Tati-East MP Moyo Guma has urged Government to adjust the National Development Plan 11 (NDP 11) and exercise flexibility when we dealing with specific projects in order to address challenges emanating from the recent closure of the BCL and Tati-nickel mine. “We need to be very open and honest as Members of Parliament that there may be a need for us to adjust this plan to accommodate the challenges that we are facing. It cannot be business as usual when people in Selebi-Phikwe and Francistown have no jobs. If the plan does not address these particular issues we need to look at it very carefully and say what we are going to do,” he said. Guma, who is also the Chairperson of the Parliamentary Committee on Statutory Bodies and State Enterprises, talked at length about how government should bear in mind that the closure of BCL mine and Tati-Nickel mine recently was never anticipated, hence the urgent need to ensure that NDP 11 addresses these two incidences directly. “When we were conceptualising this plan, it was not anticipated that we would be having a situation in which Selebi-Phikwe area, BCL and Tati Nickel were going to be closed and cause so much economic difficulties for our people,” he said. He asked the Minister of Finance and Economic Development Kenneth Matambo to engage Cabinet and the President to come up with interventions very quickly to address Selebi Phikwe issues.
The outspoken legislator asked his colleagues to brace themselves for the worst and implored them to be willing to forgo whatever developments they had anticipated and were expecting in their constituencies and instead advocate for funds to be diverted to areas affected by the BCL and Tati Nickel mines. “If there is a need for us to at some point, even if I had a project in my constituency that may have to be deferred to cater for the issues arising in Selebi Phikwe and Francistown, I will have to forgo that project because the situation as is right now requires that all of us must make sacrifices. It is key. Once this document is passed and nothing has been done you know by law the Minister of Finance and Economic Development cannot come out with something different,” said Guma. He pleaded with the Minister of Finance to allow legislators to unpack the projected revenue and expected expenditure as and when the sectorial presentations are made from different ministries so that they can see where they can make savings and even make recommendations. “What you should not do Minister is that you should not even at any point in time attempt is to increase the expenditure. We can play around with the figures here and adjust but we should not go beyond this. It is critical that we must exercise financial discipline,” said Guma. According to Guma, NDP 11 should address what is key in assisting the country in economic growth.

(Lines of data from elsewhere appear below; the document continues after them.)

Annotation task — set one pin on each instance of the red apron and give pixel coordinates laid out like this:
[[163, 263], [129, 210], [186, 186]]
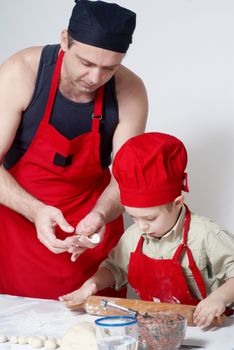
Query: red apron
[[163, 279], [65, 174]]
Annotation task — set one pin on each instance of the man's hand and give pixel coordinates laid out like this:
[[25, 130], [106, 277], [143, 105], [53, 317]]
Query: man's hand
[[91, 224], [45, 220], [209, 308]]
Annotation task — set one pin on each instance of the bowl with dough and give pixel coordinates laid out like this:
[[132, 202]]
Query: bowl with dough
[[161, 331]]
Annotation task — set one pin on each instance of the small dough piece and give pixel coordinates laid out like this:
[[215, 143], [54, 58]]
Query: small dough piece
[[95, 238], [81, 336], [22, 340], [13, 339], [50, 344], [36, 342], [3, 338]]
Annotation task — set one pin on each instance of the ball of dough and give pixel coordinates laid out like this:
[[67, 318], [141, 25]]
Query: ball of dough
[[13, 339], [82, 336], [3, 338], [36, 342], [50, 344]]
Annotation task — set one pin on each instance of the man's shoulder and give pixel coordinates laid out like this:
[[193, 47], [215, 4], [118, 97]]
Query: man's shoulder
[[24, 62], [124, 76]]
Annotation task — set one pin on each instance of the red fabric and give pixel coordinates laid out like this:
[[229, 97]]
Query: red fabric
[[150, 170], [28, 268], [163, 279]]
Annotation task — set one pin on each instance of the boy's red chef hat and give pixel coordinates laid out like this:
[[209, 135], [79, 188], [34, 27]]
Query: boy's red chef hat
[[150, 170]]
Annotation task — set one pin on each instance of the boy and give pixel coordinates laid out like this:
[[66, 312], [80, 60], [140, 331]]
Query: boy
[[169, 254]]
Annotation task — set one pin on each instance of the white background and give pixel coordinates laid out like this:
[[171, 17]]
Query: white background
[[184, 52]]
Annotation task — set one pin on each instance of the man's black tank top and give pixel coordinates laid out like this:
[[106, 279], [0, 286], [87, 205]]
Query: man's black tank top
[[68, 117]]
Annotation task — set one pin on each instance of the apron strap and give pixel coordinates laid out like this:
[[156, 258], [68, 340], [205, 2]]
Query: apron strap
[[192, 265], [53, 86], [97, 113], [98, 103]]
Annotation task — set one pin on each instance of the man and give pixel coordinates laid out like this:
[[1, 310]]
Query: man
[[63, 111]]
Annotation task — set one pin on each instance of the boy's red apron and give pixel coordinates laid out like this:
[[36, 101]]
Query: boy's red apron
[[65, 174], [164, 279]]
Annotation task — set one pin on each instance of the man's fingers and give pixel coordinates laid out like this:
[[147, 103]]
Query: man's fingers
[[62, 223]]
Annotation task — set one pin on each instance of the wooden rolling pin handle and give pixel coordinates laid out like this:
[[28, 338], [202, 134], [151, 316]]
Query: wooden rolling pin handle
[[93, 306]]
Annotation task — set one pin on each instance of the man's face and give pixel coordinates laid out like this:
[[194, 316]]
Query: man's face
[[87, 67], [154, 221]]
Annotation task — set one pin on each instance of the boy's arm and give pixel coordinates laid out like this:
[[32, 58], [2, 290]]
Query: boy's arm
[[215, 304], [102, 279]]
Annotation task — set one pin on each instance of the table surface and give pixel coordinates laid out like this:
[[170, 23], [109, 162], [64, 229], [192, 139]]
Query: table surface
[[31, 317]]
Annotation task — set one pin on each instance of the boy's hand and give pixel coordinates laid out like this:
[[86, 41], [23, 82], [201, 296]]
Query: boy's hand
[[209, 308], [80, 295]]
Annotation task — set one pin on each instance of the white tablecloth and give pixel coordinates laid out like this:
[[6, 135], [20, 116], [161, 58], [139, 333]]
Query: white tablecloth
[[31, 317]]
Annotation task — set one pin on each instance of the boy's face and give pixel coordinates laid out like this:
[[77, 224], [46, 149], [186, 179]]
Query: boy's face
[[155, 221]]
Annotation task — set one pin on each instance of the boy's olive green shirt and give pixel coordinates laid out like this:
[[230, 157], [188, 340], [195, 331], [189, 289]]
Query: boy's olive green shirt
[[211, 246]]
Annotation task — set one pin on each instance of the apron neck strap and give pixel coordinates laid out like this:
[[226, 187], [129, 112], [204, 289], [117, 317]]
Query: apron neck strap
[[98, 102], [97, 113], [192, 265], [54, 86]]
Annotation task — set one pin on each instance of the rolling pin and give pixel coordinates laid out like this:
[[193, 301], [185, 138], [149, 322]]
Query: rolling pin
[[93, 306]]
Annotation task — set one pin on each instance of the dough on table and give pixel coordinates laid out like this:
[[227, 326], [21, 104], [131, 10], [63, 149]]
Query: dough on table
[[13, 339], [3, 338], [50, 344], [36, 342], [81, 336], [22, 340]]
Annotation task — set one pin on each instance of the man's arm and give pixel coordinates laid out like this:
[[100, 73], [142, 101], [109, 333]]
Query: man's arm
[[17, 81]]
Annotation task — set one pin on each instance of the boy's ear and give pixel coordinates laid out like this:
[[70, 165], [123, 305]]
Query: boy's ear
[[179, 201], [64, 40]]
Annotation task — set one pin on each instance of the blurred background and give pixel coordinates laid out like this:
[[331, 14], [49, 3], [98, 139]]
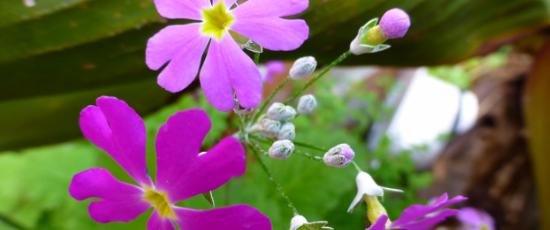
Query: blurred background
[[460, 105]]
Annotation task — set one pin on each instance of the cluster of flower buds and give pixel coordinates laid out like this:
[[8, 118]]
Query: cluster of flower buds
[[281, 150], [339, 156], [371, 37], [307, 104], [303, 67]]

He advised that Botswana should look at the agricultural sector and mineral beneficiation and also that the infrastructure must be geared towards giving the country economic growth. “There is no point in building roads in areas that do not assist us with economic growth even if it gives us political advantage. At some point in time if it means me losing my popularity and losing a constituency but the country benefits, so be it,” he said. He also took the opportunity to implore government to create more employment opportunities for the youth. Guma warned that the biggest threat facing the country is youth unemployment. According to Guma, young people want to hear what the plan is coming up with. “We must be concerned as Members of Parliament with these graduates that do not have jobs. Can you imagine an educated person without a job? It is the most dangerous person. We need to address that. When they all stand up in revolution they would not spare any of us here. It does not matter which area you will be coming from. They can read all of us,” warned Guma.